Without question, each of the Synoptic Gospels is unique in their theological presentation of the Jesus story, and yet they share much theology in common. My focus in this book is generally on what they share in common, though it will be necessary from time to time to elaborate on a particular theme or teaching that one Gospel may emphasize over the others or vice versa.

On the whole, the portrait of Jesus in the Synoptic Gospels takes seriously his life, works, and teachings. In fact, in these Gospels, the death and resurrection of Jesus cannot be grasped apart from his life; the life, works, teachings, death, and resurrection of Jesus form one piece. It is my contention that when the good news according to Jesus is drawn from these Gospels, the result is a richer, deeper, healthier, more relevant and holistic gospel than is current in traditional, evangelical Christianity.

I am a Christian minister immersed in the theological and practical questions of common parishioners. I do not profess to be a scholar, nor am I writing for the scholarly community, though I certainly draw from scholarly sources. In the pages that follow, my indebtedness to theologians, biblical scholars, spiritual writers, and pastoral teachers and educators of all persuasions will be apparent. I speak to the common Christian and religious seeker. Some of the questions I address in this book are as follows:

• What was the message and ministry of Jesus really about?

• What does Jesus’ practice of an “open table” say about the nature of God’s kingdom?

• How should disciples of Jesus Christ relate to people of other religious faiths?

• What kind of God is the God of Jesus, and what difference does it make?

• What are the dynamics of an authentic faith? What are dynamics of grace and forgiveness?

• In what ways did Jesus turn conventional values upside down?

• What’s involved in living in God’s new world?

• Why did Jesus have to die?

• How can we understand God’s judgment in light of Jesus’ teaching on love?

• How should we understand the concept of “hell” today?

• Must Jesus literally return to this earth?

The explanations I offer with regard to these questions are not the standard answers one usually hears from traditional, evangelical Christian preachers and teachers.

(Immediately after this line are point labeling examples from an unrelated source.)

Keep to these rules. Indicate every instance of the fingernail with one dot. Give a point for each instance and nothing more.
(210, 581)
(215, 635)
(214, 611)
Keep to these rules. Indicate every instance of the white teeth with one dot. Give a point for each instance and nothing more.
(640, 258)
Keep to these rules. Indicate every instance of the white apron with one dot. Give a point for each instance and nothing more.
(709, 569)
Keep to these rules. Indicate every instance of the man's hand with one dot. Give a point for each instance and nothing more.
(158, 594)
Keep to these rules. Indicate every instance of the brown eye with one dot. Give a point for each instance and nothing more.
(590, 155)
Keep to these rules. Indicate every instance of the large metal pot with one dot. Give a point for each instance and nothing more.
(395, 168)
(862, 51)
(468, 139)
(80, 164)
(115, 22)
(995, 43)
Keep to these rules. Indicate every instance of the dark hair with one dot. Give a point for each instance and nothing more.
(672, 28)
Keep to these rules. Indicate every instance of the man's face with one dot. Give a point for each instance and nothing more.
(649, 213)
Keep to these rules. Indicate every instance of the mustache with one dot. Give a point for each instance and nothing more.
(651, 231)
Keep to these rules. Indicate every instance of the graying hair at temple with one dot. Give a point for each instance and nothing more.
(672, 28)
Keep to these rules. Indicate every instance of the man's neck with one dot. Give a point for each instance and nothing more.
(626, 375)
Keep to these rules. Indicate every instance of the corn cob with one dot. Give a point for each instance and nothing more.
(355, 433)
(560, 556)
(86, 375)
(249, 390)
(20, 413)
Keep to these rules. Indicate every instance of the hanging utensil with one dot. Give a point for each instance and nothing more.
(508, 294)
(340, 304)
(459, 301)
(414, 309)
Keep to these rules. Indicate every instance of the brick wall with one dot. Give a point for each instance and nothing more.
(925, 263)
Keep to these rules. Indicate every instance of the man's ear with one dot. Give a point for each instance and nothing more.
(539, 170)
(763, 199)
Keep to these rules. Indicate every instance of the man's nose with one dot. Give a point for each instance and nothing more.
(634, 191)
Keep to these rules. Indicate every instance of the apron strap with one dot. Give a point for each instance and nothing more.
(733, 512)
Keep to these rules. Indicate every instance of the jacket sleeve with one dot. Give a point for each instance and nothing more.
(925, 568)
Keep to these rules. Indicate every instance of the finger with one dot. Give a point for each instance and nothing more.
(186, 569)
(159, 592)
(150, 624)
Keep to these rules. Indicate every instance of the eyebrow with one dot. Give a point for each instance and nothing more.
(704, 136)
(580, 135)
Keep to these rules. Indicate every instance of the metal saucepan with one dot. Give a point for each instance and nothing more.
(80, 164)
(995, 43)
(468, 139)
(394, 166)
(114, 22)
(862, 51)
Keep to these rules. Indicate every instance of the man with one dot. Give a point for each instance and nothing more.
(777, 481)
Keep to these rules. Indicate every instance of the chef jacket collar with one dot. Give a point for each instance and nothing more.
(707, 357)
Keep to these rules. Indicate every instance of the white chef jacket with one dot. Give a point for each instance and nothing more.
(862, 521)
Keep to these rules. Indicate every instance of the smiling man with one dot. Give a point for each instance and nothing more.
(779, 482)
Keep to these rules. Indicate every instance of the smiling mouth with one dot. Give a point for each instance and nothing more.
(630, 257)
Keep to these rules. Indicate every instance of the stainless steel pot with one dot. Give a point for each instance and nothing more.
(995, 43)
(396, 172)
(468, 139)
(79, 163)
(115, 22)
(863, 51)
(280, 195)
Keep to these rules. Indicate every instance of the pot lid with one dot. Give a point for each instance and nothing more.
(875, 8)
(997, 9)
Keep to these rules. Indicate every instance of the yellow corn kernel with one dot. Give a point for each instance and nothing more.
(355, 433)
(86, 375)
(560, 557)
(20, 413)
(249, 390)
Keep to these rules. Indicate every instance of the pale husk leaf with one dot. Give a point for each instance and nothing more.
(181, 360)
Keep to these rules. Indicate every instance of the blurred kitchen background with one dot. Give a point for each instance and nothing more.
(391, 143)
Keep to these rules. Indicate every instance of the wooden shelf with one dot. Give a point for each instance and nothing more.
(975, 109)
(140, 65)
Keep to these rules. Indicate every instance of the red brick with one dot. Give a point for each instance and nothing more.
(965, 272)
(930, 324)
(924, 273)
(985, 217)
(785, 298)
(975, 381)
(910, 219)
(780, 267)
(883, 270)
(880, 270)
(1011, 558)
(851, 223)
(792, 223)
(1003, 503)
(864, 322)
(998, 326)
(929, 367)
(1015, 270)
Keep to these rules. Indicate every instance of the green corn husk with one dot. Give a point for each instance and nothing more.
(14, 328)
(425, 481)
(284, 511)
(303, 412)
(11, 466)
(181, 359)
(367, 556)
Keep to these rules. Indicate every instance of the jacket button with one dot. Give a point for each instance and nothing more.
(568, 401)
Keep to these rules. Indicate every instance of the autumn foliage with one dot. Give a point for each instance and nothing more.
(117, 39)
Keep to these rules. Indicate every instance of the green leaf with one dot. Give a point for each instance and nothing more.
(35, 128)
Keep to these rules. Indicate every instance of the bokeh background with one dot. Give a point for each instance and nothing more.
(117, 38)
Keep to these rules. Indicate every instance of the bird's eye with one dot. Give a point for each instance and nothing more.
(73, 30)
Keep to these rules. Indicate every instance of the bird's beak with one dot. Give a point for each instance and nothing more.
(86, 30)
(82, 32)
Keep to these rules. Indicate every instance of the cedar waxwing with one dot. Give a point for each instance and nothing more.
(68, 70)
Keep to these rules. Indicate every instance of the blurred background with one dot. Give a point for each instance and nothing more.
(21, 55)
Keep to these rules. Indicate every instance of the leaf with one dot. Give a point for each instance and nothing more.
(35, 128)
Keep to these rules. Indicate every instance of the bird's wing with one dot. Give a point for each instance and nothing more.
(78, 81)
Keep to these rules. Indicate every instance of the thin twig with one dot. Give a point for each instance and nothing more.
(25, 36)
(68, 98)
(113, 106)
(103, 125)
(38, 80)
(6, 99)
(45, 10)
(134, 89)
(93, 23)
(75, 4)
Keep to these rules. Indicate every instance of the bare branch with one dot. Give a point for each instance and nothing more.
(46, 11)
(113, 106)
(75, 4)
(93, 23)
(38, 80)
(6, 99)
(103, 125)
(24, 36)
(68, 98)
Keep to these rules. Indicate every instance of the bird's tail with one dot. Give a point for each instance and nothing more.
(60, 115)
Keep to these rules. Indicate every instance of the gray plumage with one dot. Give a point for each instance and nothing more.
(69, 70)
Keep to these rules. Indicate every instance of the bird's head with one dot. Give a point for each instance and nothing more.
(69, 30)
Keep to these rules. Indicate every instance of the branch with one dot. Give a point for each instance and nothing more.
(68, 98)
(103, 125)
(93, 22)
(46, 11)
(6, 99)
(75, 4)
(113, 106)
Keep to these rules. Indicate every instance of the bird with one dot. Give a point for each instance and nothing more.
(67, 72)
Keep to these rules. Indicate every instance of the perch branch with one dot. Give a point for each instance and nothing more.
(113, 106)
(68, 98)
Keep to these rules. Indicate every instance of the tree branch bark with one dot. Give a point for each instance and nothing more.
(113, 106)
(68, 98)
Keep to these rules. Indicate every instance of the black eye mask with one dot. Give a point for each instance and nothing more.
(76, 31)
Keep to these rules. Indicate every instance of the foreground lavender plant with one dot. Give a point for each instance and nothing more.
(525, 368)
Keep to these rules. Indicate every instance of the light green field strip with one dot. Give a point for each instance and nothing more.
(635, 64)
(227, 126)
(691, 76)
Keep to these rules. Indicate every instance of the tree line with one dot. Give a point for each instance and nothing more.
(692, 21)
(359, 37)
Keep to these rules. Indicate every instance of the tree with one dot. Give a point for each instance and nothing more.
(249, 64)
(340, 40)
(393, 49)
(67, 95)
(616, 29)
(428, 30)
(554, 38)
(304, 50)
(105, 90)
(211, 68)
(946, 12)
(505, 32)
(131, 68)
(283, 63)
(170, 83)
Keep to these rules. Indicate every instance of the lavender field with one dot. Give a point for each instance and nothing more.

The time has come for evangelical Christians to embrace a more credible, reasonable, inclusive, and gracious Christianity—a Christianity that can actually contribute to making this world a better world, or, as I suggest throughout the book, can help transform this world into God’s new world.

M. Scott Peck, in his introduction to the twenty-fifth anniversary edition of The Road Less Traveled, discusses the timing of his book. He doubts that, had his book been published twenty years previously, it would have been even slightly successful. When his book hit the press, he says, “a large number of women and men in the United States were both psychologically and spiritually sophisticated and had begun to deeply contemplate ‘all the kinds of things that people shouldn’t talk about.’ They were almost literally waiting for someone to say such things out loud.”

I believe this is where many in the evangelical community stand today in relation to the teaching of this book . Evangelical leaders, who are content with the way things are, will not welcome these teachings; they will probably call me a radical and dismiss what I say. But I am convinced that many evangelicals are waiting for someone to say these things out loud. I offer this book with a prayer that it will help contemporary Christians and religious seekers explore a better way of being Christian.